Music — and this enormous, shared love – became the impetus for us to go on adventures together. Each new Pearl Jam tour brings the surprise of where we’re going next. To a benefit rally in Little Rock, Arkansas. The desert. The ocean. We trust that no matter what, we’ll have the time of our lives, because we’ll get to see Pearl Jam, and we’ll get to be together.

 

Wherever Pearl Jam goes, we find new foods and new favorite things. Not every trip goes without a hitch. In 2013, lightning delayed a show at Wrigley Field for hours. The band made it up to us by performing into the middle of the night. My mom and I stood bleary-eyed in the stands, then bussed, exhausted, back to the hotel just in time to collect our bags for our early flight home. 

 

 

Exhausted after the 2013 rain delay at Wrigley Field.

 

After so many years, some of the shows blend together. I don’t remember the setlists.
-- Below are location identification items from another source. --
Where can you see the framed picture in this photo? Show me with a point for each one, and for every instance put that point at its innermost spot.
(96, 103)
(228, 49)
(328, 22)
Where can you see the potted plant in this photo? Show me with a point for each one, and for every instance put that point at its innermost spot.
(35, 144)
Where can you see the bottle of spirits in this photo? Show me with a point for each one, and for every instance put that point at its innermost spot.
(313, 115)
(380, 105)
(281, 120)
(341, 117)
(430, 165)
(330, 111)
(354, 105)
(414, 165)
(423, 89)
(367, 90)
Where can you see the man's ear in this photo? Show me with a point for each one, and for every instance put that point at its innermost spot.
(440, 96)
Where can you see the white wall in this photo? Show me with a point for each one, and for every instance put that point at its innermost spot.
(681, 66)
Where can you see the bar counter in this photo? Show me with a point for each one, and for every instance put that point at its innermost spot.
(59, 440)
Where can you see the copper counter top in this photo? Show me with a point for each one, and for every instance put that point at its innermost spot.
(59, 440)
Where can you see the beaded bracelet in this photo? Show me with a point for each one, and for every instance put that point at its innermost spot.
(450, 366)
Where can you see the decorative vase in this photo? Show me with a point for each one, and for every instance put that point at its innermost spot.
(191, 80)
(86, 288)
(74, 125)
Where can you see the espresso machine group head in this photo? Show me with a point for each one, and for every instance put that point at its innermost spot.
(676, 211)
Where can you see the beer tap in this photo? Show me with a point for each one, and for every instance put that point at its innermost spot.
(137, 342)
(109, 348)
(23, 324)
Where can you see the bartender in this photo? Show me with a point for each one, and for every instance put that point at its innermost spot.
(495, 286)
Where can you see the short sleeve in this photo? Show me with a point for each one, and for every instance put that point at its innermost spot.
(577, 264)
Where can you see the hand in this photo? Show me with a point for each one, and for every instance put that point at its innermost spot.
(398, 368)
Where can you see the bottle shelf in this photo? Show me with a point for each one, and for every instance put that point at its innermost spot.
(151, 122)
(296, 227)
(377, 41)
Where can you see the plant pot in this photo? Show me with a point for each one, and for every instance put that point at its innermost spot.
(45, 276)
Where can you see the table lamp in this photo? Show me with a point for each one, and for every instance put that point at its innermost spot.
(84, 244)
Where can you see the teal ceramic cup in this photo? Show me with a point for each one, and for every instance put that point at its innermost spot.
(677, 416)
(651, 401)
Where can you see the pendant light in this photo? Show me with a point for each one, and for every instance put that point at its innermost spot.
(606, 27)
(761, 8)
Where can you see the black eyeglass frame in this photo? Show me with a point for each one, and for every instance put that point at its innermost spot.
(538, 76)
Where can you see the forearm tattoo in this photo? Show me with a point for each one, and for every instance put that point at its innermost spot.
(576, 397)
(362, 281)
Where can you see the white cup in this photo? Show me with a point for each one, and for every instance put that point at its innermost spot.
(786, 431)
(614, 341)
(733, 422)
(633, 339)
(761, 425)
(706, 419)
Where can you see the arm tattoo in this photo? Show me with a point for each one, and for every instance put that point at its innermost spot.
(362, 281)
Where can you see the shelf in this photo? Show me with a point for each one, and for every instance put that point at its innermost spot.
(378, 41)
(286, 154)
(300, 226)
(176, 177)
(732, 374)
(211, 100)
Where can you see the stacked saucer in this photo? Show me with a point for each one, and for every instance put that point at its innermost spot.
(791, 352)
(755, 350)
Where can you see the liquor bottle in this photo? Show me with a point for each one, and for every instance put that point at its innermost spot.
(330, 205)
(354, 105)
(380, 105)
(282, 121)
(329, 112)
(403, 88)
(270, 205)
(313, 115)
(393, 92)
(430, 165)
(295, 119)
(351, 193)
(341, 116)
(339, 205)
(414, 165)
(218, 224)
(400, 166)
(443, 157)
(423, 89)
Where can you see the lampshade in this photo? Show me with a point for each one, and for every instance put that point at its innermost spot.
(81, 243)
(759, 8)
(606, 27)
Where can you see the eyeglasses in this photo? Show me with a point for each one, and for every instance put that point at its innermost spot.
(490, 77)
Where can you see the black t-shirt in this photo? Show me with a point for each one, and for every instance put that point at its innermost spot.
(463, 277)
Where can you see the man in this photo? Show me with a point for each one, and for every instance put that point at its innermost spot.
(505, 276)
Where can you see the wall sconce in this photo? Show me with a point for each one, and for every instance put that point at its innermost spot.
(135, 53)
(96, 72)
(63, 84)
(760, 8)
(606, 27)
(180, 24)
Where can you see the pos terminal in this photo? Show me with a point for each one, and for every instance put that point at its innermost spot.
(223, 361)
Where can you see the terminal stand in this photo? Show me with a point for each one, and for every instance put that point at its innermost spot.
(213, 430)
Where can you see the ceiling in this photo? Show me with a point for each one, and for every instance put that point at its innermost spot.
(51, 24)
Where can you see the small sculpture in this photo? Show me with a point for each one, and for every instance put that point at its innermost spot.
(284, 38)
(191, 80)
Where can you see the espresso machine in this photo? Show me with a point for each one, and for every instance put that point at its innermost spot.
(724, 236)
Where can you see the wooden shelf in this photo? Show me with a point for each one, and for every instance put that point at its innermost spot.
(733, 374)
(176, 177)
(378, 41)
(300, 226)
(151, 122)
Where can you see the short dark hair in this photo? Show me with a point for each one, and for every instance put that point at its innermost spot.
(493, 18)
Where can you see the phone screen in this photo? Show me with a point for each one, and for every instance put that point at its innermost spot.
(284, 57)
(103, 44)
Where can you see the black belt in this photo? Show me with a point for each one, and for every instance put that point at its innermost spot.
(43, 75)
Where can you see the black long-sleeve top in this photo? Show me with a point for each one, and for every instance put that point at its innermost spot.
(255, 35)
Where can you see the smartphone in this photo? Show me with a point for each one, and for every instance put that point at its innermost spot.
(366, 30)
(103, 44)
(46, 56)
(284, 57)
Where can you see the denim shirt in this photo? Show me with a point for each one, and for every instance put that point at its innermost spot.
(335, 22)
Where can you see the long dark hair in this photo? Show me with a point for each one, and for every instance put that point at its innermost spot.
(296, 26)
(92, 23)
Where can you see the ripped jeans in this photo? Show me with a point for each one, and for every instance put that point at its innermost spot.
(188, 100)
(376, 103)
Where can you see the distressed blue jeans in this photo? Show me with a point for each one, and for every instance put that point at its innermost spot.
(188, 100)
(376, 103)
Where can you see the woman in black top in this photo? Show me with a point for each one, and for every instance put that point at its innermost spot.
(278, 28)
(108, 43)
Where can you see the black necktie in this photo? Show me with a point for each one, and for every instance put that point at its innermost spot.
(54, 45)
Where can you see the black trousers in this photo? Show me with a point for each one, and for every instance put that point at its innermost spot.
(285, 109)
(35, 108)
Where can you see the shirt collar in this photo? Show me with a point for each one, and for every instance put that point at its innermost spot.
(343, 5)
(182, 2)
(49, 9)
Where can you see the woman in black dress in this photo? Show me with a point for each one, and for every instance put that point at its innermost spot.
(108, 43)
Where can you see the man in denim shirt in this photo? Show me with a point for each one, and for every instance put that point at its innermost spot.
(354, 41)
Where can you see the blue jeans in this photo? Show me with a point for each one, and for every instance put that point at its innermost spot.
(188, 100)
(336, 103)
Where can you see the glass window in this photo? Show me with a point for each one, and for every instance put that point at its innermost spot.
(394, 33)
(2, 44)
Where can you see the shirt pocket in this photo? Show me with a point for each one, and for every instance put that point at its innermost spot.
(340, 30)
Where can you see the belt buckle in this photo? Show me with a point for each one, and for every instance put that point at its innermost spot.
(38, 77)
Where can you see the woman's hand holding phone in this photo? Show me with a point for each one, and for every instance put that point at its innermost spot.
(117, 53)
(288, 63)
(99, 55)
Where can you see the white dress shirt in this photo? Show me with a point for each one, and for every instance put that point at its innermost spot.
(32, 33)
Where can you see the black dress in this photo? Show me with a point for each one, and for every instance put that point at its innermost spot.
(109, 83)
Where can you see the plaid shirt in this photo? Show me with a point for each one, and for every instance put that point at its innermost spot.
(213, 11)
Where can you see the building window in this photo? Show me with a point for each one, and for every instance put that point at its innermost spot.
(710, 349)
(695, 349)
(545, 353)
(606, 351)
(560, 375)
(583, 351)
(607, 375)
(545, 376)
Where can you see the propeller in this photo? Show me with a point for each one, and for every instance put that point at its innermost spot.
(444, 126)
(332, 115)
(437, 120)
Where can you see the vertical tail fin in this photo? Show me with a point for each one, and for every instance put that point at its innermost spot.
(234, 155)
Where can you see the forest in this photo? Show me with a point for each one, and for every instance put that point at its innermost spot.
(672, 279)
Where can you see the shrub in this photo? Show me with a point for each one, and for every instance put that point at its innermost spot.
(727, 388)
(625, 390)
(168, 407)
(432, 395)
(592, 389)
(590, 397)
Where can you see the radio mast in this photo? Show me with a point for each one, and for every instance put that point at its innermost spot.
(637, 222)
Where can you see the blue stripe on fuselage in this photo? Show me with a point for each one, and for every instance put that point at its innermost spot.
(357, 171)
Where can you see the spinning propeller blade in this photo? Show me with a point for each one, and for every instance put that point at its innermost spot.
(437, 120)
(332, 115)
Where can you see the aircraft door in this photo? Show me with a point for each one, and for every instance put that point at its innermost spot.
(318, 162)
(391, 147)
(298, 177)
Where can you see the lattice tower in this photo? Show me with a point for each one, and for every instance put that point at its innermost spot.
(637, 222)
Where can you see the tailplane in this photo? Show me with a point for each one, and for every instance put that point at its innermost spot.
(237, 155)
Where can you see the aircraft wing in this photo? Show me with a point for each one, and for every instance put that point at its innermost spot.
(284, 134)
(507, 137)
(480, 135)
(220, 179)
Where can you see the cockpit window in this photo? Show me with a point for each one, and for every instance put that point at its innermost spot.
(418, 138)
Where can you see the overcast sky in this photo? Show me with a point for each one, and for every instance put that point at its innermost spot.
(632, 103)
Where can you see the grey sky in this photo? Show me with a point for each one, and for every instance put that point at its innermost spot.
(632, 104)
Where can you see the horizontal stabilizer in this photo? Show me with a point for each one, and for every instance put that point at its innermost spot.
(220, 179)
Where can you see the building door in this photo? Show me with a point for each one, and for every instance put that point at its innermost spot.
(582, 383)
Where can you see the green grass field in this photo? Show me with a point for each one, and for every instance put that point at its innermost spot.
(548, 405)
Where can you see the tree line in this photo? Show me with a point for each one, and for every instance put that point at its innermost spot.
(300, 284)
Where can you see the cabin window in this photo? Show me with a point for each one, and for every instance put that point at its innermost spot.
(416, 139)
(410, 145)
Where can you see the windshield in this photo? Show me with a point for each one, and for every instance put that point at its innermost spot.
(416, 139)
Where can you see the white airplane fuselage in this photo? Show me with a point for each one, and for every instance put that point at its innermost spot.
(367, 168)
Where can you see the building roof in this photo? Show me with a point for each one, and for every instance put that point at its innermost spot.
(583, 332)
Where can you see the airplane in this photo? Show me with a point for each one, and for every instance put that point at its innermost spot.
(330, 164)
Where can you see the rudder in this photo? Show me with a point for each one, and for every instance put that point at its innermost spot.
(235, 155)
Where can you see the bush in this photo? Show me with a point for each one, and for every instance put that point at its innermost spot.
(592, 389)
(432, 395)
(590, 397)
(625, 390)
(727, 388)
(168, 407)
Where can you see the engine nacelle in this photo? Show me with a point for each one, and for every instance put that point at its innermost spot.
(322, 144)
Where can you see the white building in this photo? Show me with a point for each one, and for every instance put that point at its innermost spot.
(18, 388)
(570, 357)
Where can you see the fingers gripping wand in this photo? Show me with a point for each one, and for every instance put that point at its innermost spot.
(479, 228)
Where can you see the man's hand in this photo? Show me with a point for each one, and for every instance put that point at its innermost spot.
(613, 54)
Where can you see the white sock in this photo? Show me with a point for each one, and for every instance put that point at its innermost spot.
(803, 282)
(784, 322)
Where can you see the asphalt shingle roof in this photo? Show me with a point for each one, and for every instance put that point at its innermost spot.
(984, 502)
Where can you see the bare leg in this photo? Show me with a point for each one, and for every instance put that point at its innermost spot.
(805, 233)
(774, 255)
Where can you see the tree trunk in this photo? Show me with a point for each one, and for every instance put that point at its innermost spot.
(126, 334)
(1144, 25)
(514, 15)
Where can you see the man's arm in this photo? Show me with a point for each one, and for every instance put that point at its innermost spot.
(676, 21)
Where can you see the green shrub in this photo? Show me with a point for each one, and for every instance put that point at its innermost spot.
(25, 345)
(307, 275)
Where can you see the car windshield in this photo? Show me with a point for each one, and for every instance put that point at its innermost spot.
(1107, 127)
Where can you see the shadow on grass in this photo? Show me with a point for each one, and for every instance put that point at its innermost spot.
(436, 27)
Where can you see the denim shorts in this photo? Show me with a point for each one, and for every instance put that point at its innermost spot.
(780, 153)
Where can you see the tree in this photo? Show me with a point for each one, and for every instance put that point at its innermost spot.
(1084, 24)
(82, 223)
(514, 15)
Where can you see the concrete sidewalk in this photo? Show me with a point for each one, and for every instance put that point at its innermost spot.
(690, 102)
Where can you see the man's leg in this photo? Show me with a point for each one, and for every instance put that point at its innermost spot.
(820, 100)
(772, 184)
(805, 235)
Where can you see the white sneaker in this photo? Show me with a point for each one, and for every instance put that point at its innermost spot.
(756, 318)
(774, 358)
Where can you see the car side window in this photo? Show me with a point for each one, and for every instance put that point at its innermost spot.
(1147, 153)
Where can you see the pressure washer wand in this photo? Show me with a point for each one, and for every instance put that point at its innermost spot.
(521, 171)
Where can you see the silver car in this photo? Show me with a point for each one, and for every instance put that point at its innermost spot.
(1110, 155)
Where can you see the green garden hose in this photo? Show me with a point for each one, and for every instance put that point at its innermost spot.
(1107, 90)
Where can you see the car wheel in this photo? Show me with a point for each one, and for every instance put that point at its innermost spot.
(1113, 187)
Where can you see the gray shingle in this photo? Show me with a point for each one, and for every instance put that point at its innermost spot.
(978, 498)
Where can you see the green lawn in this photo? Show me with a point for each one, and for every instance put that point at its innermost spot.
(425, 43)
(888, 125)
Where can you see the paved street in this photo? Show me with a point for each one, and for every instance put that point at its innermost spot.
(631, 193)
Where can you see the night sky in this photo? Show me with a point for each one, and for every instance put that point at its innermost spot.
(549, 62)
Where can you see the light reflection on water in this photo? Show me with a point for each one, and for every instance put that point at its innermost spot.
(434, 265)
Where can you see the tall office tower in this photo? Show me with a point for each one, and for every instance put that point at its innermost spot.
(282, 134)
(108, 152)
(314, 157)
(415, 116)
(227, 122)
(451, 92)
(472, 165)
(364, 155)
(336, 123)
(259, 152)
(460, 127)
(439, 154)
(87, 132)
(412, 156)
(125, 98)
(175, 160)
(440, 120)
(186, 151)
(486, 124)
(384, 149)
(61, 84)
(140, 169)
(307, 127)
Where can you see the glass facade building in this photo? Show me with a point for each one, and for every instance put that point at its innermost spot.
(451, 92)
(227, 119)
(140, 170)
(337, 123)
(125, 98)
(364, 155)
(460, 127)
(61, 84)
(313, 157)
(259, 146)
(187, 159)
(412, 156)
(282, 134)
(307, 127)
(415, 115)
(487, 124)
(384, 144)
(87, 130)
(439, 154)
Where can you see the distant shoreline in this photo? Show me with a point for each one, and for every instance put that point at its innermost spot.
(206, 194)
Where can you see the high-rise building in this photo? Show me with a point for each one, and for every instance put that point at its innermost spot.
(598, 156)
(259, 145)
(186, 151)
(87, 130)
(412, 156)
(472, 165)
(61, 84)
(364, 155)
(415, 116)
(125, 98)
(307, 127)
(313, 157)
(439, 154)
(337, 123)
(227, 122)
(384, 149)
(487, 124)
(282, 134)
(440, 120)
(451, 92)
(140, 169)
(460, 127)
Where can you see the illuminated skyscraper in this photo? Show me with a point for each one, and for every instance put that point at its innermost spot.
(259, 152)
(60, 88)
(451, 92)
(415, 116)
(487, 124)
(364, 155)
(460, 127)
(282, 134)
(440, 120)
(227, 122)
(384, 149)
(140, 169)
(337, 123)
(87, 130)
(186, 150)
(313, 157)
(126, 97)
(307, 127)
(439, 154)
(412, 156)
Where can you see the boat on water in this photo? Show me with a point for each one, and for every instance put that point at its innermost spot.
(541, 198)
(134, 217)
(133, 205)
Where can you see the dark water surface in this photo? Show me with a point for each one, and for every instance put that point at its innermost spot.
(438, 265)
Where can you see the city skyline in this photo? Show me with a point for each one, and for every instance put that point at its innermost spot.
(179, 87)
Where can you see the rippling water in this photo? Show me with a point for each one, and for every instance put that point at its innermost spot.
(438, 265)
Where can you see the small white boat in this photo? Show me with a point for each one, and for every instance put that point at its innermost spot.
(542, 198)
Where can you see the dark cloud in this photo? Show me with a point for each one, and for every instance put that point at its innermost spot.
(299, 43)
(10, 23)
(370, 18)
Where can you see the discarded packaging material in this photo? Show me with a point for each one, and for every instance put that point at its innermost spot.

But I remember being with my mom. Chatting and laughing for hours in lines outside the arenas, nearly bored but mostly excited for our chance to be up front. I remember Mother’s Day 2010 in Cleveland, when my mom and I danced extra hard to make up for the lackluster crowd around us. Eddie Vedder spotted us, crouched low to point us out, and grinned his approval. Mom and I beamed.

 

When the last few years took concerts away, I thought we might never get our Pearl Jam tours back. It seemed impossible that we’d ever packed ourselves in with so many strangers. But since then, my mom and I have hopped on the 2023 and 2024 tours, returning to some of our favorite spots.

 

Those concerts, like all the ones before, came with morning coffee runs, afternoons spent exploring, nights spent singing, and tired, happy trips home, where Mom and I filled a journal with every trip highlight we could recall. I still have every one of these journals, detailing all our meals, jokes, and memories.

 

And many blank pages yet to fill. 

 

 

In line for General Admission in Philadelphia.

 

Mark Arm, Mike McCready, and Eddie Vedder, dazzling us in Edmonton.






Eddie Vedder in Phoenix.

Ready to bask with Eddie Vedder solo in Chicago.

With Mom and Serena at Wrigley Field!